What ranks in the 20s-40s range? One of those weird semi-Rube Goldberg games on Newgrounds, where you click the lever and the windmill pops up, then you click the windmill and it blows the seeds over to wherever and they start growing and open a door and whatever. There's some really bad ones out there.
Below 20s and it's not really playable but YOU CAN STILL FIND IT ON NEWGROUNDS, and the players still rate it 10/10, because Newgrounds users have terrible taste. I saw several people give a rating of 10/10 to a giant mecha dressup "game" (click a part of the mecha, and it cycles through a library of stuff). The sounds were way oversampled, the graphics weren't that great, and there was no "game" at all. It didn't even deserve a 10/100.
While I'm at it. The indie games that are a lot longer, a lot more worth playing, that I think EVERYONE on this board should play? Iji, which can easily eat up a week or three... High 70s, not quite low 80s.
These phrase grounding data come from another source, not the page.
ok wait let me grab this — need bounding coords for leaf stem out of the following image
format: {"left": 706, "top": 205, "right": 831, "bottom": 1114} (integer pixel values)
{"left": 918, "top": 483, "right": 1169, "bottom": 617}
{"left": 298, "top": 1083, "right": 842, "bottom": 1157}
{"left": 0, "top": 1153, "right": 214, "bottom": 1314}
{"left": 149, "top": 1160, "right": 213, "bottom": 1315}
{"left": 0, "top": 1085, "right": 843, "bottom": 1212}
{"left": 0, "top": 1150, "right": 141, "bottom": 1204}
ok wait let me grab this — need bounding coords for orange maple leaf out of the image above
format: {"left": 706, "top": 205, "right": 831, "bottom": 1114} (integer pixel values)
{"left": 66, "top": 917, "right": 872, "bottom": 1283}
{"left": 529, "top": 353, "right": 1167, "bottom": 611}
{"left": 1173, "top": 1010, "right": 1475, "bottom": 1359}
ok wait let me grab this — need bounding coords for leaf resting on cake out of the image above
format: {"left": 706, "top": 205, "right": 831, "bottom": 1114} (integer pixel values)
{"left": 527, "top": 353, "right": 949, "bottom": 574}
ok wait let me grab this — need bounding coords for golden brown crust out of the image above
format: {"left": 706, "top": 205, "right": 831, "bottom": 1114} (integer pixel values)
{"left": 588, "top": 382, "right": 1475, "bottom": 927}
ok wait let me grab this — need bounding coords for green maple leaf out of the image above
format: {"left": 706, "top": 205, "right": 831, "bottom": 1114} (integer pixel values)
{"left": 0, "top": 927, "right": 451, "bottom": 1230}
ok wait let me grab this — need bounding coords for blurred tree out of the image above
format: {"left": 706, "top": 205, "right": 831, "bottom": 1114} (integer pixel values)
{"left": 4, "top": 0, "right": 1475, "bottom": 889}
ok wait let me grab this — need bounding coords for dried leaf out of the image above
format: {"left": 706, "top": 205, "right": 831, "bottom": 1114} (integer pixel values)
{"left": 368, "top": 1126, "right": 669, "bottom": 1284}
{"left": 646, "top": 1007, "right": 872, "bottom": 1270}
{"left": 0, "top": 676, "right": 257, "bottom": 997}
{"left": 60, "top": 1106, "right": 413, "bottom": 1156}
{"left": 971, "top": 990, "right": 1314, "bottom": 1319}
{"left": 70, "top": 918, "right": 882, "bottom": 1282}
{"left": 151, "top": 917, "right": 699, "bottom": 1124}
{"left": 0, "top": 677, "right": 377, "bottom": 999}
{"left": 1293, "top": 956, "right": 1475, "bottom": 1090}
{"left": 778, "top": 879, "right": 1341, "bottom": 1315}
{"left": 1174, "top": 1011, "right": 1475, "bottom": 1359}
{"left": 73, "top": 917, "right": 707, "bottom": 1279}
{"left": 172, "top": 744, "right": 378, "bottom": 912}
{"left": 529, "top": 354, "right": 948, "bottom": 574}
Imperfect controls, graphical style got a B for effort but a C for execution, the story really reached and did a great job--but it didn't follow through with all the promises of storyline branching that it sold to the player. It was a wonderful game. But there's no way it deserves a score in the 90s. Spelunky, which many players have an addiction to? I'd put that at low 70s. An awful lot of big-team games are better.
In all honesty, I probably overrated many (but not all) of these indie games. Ask yourself, "What would this indie game have to do to get a score in the 80s?" If the answer is "a hell of a lot, like better graphics, bugfixes, better controls, more game modes, a longer story, a broader story, and hell, why not multiplayer", here's a hint, it doesn't deserve a score in the 70s. That puts a lot of fun, quite-replayable, small-budget games in the 60s. (But not Iji, which is great.)
So, in summary.
NO. Standards are NOT slipping. Modern big-budget games, when compared against all the other games out there, are pretty darn good.